There are several obscurities in Reichenbach’s notion of coordination: It is not clear how the coordination between the mathematical formalism and empirical reality is effectively done; it is not clear how the principles of coordination should be chosen and how they permit one-to-one coordination; and it is not clear how the one-to-one character of the coordination can be tested without knowing what the measured quantities and the measurements should be in the imagined tests. Then how are we supposed to distinguish the constitutive principles from mere conventions? Reichenbach believes that in a given empirical context, the choice of the coordination principles is constrained by the empirical data if other a priori “self-evident” principles are assumed. For instance, he argues that coordination by absolute time is excluded if we accept the relativity principle, the principle of contiguous action, and a principle of “normal induction.” As Reichenbach would himself later realize, this argument is invalid, if only because Poincaré’s version of special relativity satisfies all these principles without giving up the absolute time. In his correspondence with Reichenbach, Schlick similarly argued that nothing distinguished the alleged constitutive principles from conventions à la Poincaré. Shaken by this criticism, Reichenbach soon gave up his neo-Kantian claims and became the advocate of a “relativistic conventionalism.”Footnote 34

We may now compare the ways in which Cassirer and the young Reichenbach accommodated the relativistic revolution. They both saw three stages in the evolution of our concepts of space and time, corresponding to Newtonian mechanics, special relativity, and general relativity; they characterized each stage by its constitutive principles; and they had ways of comparing the successive principles. With some extrapolation and modernization of their identification of these principles, we might say that the Galilean group, the Lorentz group, and the group of diffeomorphisms respectively constitute the object of Newtonian mechanics, special relativity, and general relativity. For Reichenbach, these groups play a double role: they warrant the one-to-one character of the coordination between the mathematical apparatus of the theory and physical reality, and they interconnect equivalent coordinations. For Cassirer, they express systematic unity in the manifold of events, the better with the less metric background.
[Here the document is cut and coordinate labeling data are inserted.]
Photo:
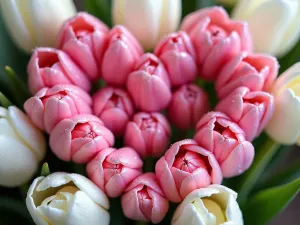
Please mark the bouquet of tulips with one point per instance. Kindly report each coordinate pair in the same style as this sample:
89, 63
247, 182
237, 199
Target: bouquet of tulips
148, 111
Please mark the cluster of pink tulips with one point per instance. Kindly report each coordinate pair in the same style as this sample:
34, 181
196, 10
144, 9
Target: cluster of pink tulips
138, 87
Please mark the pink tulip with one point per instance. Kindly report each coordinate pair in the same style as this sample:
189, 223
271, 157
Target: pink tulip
112, 170
250, 110
114, 107
226, 140
80, 138
189, 103
186, 167
149, 85
51, 105
83, 37
255, 71
49, 67
148, 134
179, 57
216, 38
120, 57
144, 200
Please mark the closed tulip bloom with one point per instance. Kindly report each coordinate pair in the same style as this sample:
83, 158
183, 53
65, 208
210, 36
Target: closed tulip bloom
178, 55
65, 199
144, 200
149, 85
148, 133
284, 127
274, 24
189, 103
112, 170
186, 167
49, 67
80, 138
22, 147
216, 38
215, 204
121, 54
51, 105
255, 71
250, 110
114, 107
83, 37
226, 140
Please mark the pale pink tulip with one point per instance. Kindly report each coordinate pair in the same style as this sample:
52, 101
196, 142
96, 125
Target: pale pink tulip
48, 67
149, 85
186, 167
114, 107
120, 56
226, 140
148, 134
51, 105
144, 200
84, 38
80, 138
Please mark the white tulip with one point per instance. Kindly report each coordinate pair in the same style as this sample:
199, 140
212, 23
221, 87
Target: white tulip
67, 199
148, 20
214, 205
284, 127
274, 24
22, 146
33, 23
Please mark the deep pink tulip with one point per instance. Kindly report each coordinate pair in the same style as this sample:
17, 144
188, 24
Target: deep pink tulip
144, 200
255, 71
216, 38
114, 107
51, 105
178, 55
189, 103
226, 140
84, 38
148, 134
149, 85
120, 57
80, 138
186, 167
48, 67
250, 110
112, 170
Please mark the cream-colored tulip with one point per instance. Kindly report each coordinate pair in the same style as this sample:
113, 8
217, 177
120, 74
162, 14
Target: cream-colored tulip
67, 199
274, 24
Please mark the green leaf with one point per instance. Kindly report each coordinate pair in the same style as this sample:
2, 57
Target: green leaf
263, 206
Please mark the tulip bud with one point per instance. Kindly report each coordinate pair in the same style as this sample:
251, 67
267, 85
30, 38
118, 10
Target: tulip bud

This difference in the interpretation of the constitutive groups results from a basic difference in the definition of constitutive principles. For Reichenbach, they are “principles of coordination” warranting the one-to-one character of the coordination between theory and physical reality. For Cassirer, they are “forms of knowledge” providing uniform, structuring presuppositions of measurement. For Reichenbach, objectivity remains tied to a presupposed empirical reality, whereas for Cassirer it results from a higher regulative principle of systematic unity. This is why Reichenbach’s neo-Kantianism could easily evolve into a conventionalist empiricism, whereas Cassirer strict regulative a priori prevented his forms of thought from degenerating into mere conventions.

Cassirer and the young Reichenbach both situated themselves in the Kantian tradition. Yet they presented their relation to Kant in a different manner. Cassirer saw himself as capturing the essence of Kant’s transcendental project, properly interpreted as a regulative ideal in the search for constitutive principles. In contrast, Reichenbach believed that Kant’s a priori depended on a notion of self-evidence (Evidenz) that led to inconsistencies in the face of the newer physics. In a letter thanking Reichenbach for his text, Cassirer wrote:

Our viewpoints are related –but, as far as I can see for the moment, they do not coincide in regard to the determination of the concept of a priori and in regard to the interpretation of the Kantian doctrine; in my opinion, you interpret this doctrine in a too psychological manner, and you consequently exaggerate the contrast with your “analysis of science.” When understood in a strict “transcendental” manner, Kant is much closer to this conception than you suggest.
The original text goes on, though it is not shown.